Still working at 71, Bo still has an ear tuned to the problems of America’s youth. He’s especially concerned with the urban situation, expressing his worries on tunes like “Kids Don’t Do It” with his grandson, Reese “Philosopher G” Mitchell, on Bo’s latest album, A Man Amongst Men . Bo feels a lot of parents have dropped the ball with their children, and should worry more about spending time with their kids than making money, and recent tragedies like Columbine and Pearl, Miss., bear it out.

“I wrote that song before that mess happened, so it goes to show you,” Bo says. “I’m sick of people sitting around the table just talking and not doing shit. It’s gotta stop, man, because I’m scared to go out in the street. I’m 71 and I ain’t takin’ no ass-whippin’. We’re a nation of hypocrites sometimes, and we should let a child be a child for the childhood years.

“Parents, rock & roll… but police your kids. You kick a little booty, that mess will stop.”

Still and all, despite all the legal problems, lack of credit, and just the hardships of nearly 45 years in the rock & roll business, Bo Diddley is pleased with what all he’s accomplished.
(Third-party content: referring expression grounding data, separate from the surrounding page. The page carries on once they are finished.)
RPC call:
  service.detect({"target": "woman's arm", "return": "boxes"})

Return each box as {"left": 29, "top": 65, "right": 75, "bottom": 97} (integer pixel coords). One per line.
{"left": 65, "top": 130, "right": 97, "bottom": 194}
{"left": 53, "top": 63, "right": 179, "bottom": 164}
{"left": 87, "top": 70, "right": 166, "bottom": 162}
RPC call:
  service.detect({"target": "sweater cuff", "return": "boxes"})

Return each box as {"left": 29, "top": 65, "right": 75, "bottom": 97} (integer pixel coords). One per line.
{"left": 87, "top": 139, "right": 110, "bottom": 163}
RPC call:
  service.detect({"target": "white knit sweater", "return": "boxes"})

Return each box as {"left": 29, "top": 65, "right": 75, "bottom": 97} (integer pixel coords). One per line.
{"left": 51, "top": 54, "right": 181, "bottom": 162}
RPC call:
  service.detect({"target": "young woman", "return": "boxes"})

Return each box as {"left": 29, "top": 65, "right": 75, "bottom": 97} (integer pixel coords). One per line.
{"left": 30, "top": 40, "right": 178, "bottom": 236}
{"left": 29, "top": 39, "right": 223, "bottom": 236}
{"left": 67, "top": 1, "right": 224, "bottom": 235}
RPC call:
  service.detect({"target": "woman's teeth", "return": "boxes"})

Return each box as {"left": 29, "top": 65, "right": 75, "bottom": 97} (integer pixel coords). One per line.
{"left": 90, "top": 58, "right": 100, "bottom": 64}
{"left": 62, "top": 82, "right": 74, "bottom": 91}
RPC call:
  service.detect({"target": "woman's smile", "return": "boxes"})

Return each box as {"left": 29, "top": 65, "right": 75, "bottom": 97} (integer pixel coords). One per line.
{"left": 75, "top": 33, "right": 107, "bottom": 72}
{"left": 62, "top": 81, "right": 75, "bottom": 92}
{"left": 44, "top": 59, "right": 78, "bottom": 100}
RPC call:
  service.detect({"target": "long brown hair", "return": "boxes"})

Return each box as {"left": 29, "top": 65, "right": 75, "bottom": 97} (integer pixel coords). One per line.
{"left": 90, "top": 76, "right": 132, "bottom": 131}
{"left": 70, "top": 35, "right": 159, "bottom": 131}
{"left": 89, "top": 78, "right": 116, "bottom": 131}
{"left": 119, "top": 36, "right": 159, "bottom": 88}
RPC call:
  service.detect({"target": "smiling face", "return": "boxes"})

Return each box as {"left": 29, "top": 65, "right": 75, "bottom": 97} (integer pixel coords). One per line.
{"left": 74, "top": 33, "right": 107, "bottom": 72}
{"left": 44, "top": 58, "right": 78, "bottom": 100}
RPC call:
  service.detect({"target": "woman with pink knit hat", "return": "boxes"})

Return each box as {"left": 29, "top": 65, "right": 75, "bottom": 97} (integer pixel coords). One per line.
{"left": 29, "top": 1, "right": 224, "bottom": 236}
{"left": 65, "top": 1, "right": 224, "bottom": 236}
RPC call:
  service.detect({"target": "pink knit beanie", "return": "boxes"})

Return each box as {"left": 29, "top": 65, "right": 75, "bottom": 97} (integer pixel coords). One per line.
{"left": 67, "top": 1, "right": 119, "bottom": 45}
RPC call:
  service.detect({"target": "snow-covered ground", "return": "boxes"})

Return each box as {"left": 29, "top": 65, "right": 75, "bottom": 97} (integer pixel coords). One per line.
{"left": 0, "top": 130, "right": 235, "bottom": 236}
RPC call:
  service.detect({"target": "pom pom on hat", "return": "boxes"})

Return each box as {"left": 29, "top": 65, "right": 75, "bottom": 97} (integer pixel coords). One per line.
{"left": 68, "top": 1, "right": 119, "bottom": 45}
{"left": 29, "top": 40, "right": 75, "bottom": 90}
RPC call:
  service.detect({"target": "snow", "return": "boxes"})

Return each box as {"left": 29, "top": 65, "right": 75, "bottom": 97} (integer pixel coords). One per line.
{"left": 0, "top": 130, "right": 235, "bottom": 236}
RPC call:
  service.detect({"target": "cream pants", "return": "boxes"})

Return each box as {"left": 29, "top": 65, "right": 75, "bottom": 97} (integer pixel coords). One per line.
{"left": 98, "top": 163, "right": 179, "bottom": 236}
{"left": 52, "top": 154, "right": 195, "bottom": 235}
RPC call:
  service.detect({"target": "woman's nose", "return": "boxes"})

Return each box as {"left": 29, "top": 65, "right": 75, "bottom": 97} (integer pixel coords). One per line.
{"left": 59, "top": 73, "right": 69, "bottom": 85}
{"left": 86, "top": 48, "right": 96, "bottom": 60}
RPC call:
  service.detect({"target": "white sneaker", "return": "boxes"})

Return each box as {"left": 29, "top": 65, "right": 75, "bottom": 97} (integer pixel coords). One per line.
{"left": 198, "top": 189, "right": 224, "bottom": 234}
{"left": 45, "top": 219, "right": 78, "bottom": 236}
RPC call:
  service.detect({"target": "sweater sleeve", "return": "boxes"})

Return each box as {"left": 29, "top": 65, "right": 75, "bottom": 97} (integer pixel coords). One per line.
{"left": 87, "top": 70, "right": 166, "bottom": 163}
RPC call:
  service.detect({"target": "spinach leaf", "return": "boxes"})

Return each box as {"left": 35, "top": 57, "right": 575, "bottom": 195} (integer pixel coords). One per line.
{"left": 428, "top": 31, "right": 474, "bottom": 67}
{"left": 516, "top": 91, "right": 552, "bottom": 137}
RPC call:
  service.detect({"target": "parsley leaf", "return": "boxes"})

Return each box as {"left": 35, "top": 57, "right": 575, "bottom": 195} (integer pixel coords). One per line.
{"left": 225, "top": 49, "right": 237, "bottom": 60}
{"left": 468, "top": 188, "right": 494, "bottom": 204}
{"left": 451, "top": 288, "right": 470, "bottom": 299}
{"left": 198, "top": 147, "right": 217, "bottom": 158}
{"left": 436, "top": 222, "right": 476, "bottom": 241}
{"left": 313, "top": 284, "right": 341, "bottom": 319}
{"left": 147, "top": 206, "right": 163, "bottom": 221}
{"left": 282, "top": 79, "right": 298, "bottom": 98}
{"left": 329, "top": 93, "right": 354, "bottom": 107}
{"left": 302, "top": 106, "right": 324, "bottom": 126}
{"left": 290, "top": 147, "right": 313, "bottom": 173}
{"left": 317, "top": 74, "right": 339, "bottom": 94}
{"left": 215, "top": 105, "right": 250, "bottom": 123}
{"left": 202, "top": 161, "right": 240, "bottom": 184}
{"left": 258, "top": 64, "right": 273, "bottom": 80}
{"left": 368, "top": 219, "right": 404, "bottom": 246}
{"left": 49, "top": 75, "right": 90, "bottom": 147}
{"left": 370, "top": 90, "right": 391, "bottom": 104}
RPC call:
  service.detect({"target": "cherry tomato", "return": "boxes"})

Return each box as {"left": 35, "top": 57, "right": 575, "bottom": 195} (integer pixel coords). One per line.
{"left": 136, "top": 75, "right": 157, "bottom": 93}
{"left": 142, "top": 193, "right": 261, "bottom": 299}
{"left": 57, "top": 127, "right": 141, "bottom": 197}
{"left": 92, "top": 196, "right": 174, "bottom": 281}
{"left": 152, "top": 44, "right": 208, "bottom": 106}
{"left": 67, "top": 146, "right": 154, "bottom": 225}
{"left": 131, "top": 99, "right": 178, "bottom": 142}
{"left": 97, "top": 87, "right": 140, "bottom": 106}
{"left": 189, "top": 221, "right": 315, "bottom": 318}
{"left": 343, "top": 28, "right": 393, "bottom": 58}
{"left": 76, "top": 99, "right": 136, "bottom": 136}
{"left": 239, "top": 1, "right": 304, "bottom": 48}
No modern rock & roller worth his or her guitar strings can ignore the debt they owe Bo Diddley, and he’s not planning on slowing down anytime soon. At work on a new album, tentatively titled Right Off the Top of My Head , Bo will take that mammoth beat from the start of this new millennium and beyond.

“Oh, hell yeah, I’m very happy with what I’ve accomplished,” he states. “I love all my fans, the ones that know me. I’m gonna keep on doing it. I work all the time, and “right off the top of my head” is how my mind runs when I’m doing a song. I can come up with a song in two minutes, just to show people I’m still thinking.”